# Next Session: Voxtral-4B-TTS-2603 via `vllm-omni` source build on Titan

**Created:** 2026-04-15 (post-session-105 verdict correction)
**EXECUTED:** 2026-04-15 (session 106) — SUCCESS. 10/10 utterances, RTF 0.79×. See `docs/BENCHMARK-VOXTRAL-TITAN-20260415.json` for full results. This doc is preserved for the PR #2790 cherry-pick follow-up run.
**Type:** Source build + benchmark execution
**Expected duration:** 2-4 hours (uncertain — first verified DGX Spark aarch64 vllm-omni build)
**Supersedes:** `docs/NEXT-SESSION-VOXTRAL-BENCHMARK.md` (mainline-vLLM path, confirmed dead)
**Blocks on:** nothing — weights already cached on Titan (7.5 GB), Samantha ref already committed, benchmark scripts already written.

---

## What changed since session 105

Session 105 concluded "voxtral_tts unsupported upstream" after testing mainline `vllm`. **That was wrong.** The research agent on 2026-04-15 traced the actual support path:

- `voxtral_tts` model_type is supported, but only via the **separate `vllm-omni` pip package**, not mainline `vllm`.
- Primary source: https://github.com/vllm-project/vllm-omni/blob/main/vllm_omni/model_executor/models/registry.py — registers `VoxtralTTSForConditionalGeneration`, `VoxtralTTSAudioGeneration`, `VoxtralTTSAudioTokenizer` under module `voxtral_tts`.
- Issue #2388 is our exact error, resolved by `vllm-omni serve … --omni` (NOT `vllm serve`).
- `--omni` flag is **mandatory** — without it, falls back to mainline registry and reproduces our failed test.

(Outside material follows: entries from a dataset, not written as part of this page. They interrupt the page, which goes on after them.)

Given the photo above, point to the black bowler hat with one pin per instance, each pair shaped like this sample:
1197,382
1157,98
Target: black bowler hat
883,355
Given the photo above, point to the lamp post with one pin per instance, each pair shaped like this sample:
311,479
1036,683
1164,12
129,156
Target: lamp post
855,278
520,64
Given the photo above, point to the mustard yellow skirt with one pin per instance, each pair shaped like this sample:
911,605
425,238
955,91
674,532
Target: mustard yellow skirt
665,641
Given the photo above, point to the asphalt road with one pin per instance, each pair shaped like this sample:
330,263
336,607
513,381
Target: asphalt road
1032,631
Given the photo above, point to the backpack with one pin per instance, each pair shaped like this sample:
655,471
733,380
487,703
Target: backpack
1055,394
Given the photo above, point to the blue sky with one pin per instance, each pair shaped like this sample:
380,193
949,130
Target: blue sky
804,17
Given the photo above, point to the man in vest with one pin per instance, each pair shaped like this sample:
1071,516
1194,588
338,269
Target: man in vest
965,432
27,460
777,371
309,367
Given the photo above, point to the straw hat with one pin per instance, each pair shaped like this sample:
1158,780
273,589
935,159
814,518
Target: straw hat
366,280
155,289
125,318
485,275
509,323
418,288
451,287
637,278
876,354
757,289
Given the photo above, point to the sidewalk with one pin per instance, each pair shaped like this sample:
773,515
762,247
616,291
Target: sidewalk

aarch64 caveat: vllm-omni publishes x86_64 CUDA wheels only (stable v0.18.0 from 2026-03-28, RC v0.19.0rc1 from 2026-04-04). Titan needs source build. Maintainers explicitly recommend source build given fast iteration.

## Plan (compressed — no adversarial re-review needed, this is the corrected path)

### Phase 0 — pre-flight
1. Gemma baseline (reuse session-105 method): p50=190ms, abort threshold 380ms.
2. Verify vllm-omni git repo accessible; confirm HEAD commit SHA.
3. Check disk space on Titan (last check: 1.5 TB free).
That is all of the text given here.